IV. Los brazos de la misericordia
El elemento dominante en el plan de Dios y en todos Sus mandamientos es el amor que Él tiene por cada uno de nosotros, que es “más deseable que todas las cosas… y el de mayor gozo para el alma” (1 Nefi 11:22–23). El profeta Isaías aseguró, incluso a los inicuos, que cuando se “vu[elvan] a Jehová… tendrá de [ellos] misericordia… [y] será amplio en perdonar” (Isaías 55:7).
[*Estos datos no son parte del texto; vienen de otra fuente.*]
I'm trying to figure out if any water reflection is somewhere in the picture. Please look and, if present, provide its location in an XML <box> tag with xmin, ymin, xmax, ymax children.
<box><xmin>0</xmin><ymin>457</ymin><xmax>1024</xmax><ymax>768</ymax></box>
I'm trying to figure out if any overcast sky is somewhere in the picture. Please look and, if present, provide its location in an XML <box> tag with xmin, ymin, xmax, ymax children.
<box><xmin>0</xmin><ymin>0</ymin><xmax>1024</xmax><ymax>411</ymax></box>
Alma enseñó: “He aquí, él invita a todos los hombres, pues a todos ellos se extienden los brazos de misericordia” (Alma 5:33; véase también 2 Nefi 26:25–33). El Señor resucitado dijo a los nefitas: “He aquí, mi brazo de misericordia se extiende hacia vosotros; y a cualquiera que venga, yo lo recibiré” (3 Nefi 9:14). De estas y muchas otras enseñanzas en las Escrituras, sabemos que nuestro amoroso Salvador abre los brazos para recibir a todo hombre y mujer bajo las amorosas condiciones que Él ha prescrito a fin de disfrutar de las mayores bendiciones que Dios tiene para Sus hijos7.
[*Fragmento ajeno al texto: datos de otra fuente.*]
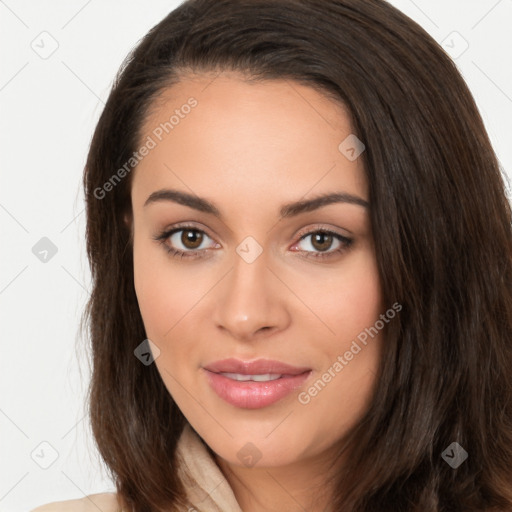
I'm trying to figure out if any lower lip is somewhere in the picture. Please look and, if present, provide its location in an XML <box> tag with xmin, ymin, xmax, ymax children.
<box><xmin>205</xmin><ymin>370</ymin><xmax>311</xmax><ymax>409</ymax></box>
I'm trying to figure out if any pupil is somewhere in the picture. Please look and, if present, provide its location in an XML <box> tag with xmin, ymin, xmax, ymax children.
<box><xmin>181</xmin><ymin>229</ymin><xmax>202</xmax><ymax>249</ymax></box>
<box><xmin>313</xmin><ymin>233</ymin><xmax>332</xmax><ymax>251</ymax></box>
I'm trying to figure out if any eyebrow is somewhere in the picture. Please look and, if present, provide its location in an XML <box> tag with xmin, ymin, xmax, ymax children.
<box><xmin>144</xmin><ymin>189</ymin><xmax>370</xmax><ymax>219</ymax></box>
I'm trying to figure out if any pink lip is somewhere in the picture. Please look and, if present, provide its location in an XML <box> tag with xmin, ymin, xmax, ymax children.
<box><xmin>203</xmin><ymin>359</ymin><xmax>311</xmax><ymax>409</ymax></box>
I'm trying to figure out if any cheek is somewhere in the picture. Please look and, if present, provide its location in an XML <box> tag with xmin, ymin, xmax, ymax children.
<box><xmin>310</xmin><ymin>253</ymin><xmax>384</xmax><ymax>341</ymax></box>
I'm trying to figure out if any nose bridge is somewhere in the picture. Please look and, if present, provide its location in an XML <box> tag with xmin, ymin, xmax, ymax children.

Gracias al plan de Dios y a la expiación de Jesucristo, testifico con un “fulgor perfecto de esperanza” que Dios nos ama y que efectivamente podemos ser limpios mediante el proceso del arrepentimiento. Se nos promete que “si march[amos] adelante, deleitándo[n]os en la palabra de Cristo, y persever[amos] hasta el fin, he aquí, así dice el Padre: Tendréis la vida eterna” (2 Nefi 31:20). Que así sea para todos, es mi súplica y mi oración; en el nombre de Jesucristo. Amén.